On Monday, the South African government announced the arrest of three senior officials from the National Department of Health over alleged procurement fraud, worth over R1 million. Public funds meant for healthcare were diverted through an irregular contract that bypassed procurement procedures.
This has raised alarm bells that if National Health Insurance (NHI) moves forward, the state would control an even larger share of healthcare funds, and the risk of corruption would multiply. Under the NHI scheme, all private healthcare providers and medical aids would be nationalised, and all healthcare procurement for the entire country would come out of a single fund.
This R1 million fraud is not an isolated case within the taxpayer-funded healthcare sector. One does not have to look far to find more recent examples of endemic public sector corruption. In September 2025, the Special Investigating Unit (SIU) uncovered the misappropriation of R2 billion at Tembisa Hospital through fraudulent procurement schemes.
During the Covid‑19 pandemic, R332 million intended for personal protective equipment (PPE) was misappropriated through inflated contracts. This scandal highlighted how even during a national health crisis, public funds were stolen rather than used to protect healthcare workers and patients.
These are but two of the most recent examples of fraud and corruption within the public health system.
The repeated exposure of corruption in South Africa’s public health sector should raise alarms about the feasibility of NHI. The NHI proposal to centralise healthcare funding and procurement would place an enormous amount of money under state control. Given the government’s failure to protect existing healthcare funds, how can it be trusted to handle even larger sums? If the current system can’t safeguard R332 million or R2 billion, expanding state control of healthcare funds would exacerbate the problem, not solve it.

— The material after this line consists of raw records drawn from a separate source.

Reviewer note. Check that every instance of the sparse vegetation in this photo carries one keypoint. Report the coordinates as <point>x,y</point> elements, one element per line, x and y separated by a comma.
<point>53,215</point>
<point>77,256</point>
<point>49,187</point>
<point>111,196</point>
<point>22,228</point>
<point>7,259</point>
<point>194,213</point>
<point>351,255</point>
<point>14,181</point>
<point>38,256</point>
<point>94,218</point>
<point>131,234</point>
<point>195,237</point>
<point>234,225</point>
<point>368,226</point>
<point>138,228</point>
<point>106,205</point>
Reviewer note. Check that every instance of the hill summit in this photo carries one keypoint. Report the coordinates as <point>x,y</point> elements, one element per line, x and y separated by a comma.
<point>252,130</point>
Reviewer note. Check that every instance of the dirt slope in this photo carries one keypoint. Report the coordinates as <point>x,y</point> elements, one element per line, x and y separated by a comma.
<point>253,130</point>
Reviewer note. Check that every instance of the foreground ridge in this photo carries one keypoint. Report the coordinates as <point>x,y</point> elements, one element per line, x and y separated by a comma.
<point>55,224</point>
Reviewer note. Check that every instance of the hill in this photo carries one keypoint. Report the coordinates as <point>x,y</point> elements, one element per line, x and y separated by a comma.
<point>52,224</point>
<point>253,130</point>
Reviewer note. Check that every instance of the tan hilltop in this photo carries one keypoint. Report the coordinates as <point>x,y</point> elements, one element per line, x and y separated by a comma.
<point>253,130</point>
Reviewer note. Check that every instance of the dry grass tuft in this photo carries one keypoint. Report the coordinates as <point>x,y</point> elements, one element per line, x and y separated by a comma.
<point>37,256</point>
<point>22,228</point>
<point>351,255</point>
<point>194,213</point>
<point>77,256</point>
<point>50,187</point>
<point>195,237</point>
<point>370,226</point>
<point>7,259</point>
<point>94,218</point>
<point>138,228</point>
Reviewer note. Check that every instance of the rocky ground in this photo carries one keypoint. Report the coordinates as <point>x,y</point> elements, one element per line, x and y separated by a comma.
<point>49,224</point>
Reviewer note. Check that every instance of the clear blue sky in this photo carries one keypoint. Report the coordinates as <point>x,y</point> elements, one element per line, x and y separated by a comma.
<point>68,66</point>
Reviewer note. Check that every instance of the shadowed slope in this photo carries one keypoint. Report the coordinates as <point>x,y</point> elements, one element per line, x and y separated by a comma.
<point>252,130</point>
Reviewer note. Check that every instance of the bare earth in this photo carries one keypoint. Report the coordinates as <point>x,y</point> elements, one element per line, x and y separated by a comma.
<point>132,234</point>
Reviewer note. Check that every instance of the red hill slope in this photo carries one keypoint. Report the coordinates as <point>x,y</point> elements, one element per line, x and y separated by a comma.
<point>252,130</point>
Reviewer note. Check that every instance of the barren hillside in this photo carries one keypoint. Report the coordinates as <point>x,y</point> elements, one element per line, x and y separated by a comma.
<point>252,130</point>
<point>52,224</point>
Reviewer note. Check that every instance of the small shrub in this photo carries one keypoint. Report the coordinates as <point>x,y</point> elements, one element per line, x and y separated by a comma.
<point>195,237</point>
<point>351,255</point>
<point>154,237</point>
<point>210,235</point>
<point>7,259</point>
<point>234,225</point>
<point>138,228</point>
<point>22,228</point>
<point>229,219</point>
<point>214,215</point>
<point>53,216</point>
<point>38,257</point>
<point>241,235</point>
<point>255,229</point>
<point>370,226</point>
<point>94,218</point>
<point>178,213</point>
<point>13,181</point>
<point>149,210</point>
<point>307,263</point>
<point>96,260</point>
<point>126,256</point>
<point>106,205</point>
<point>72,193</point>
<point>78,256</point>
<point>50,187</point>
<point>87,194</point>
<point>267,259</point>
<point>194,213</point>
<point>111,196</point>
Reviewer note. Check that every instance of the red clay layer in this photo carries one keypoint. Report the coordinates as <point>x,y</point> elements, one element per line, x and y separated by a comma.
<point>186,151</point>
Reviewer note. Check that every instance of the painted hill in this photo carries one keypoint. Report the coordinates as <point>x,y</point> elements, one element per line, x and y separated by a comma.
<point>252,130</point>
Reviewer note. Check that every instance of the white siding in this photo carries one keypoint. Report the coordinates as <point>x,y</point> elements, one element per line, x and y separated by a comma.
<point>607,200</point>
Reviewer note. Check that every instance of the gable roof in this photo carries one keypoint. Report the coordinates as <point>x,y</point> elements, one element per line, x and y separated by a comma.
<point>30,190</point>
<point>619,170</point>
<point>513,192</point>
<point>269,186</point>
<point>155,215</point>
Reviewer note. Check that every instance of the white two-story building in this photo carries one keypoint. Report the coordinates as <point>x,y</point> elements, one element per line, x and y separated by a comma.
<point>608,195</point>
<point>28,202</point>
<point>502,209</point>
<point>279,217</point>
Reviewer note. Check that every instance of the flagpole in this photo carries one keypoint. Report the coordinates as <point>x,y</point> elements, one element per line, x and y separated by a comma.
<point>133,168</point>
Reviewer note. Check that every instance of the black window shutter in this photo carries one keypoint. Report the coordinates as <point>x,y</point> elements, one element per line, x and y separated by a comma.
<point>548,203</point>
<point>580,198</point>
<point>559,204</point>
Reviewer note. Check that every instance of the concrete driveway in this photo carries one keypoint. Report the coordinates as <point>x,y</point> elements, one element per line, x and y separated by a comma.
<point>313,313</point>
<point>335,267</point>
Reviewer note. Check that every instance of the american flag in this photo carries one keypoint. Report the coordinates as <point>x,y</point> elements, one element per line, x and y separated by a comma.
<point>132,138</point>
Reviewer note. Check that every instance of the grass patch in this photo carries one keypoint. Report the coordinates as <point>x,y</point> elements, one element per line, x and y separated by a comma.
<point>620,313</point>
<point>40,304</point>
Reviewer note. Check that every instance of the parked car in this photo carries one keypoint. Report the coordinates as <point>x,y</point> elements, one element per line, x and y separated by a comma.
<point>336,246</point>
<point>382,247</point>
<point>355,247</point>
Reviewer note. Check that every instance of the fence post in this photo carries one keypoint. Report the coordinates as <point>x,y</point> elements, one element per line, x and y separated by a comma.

It is important to recognise who is currently paying the most for public services, including healthcare. A small percentage of the population, particularly high-income earners, contribute the majority of the tax revenue that funds these services. The majority of these individuals tend to not use public healthcare, preferring to use private providers, and paying for medical aid and private healthcare with their after-tax income. Yet, under NHI, the government would seek to take control of the private healthcare savings of these same individuals. The state seems unable to grasp the idea that should it implement NHI, these same high-tax individuals could simply leave the country, as opposed to meekly accepting state-mandated sub-par healthcare, thereby depriving the state of the fiscal capital required to fund public healthcare — or just about any other state service.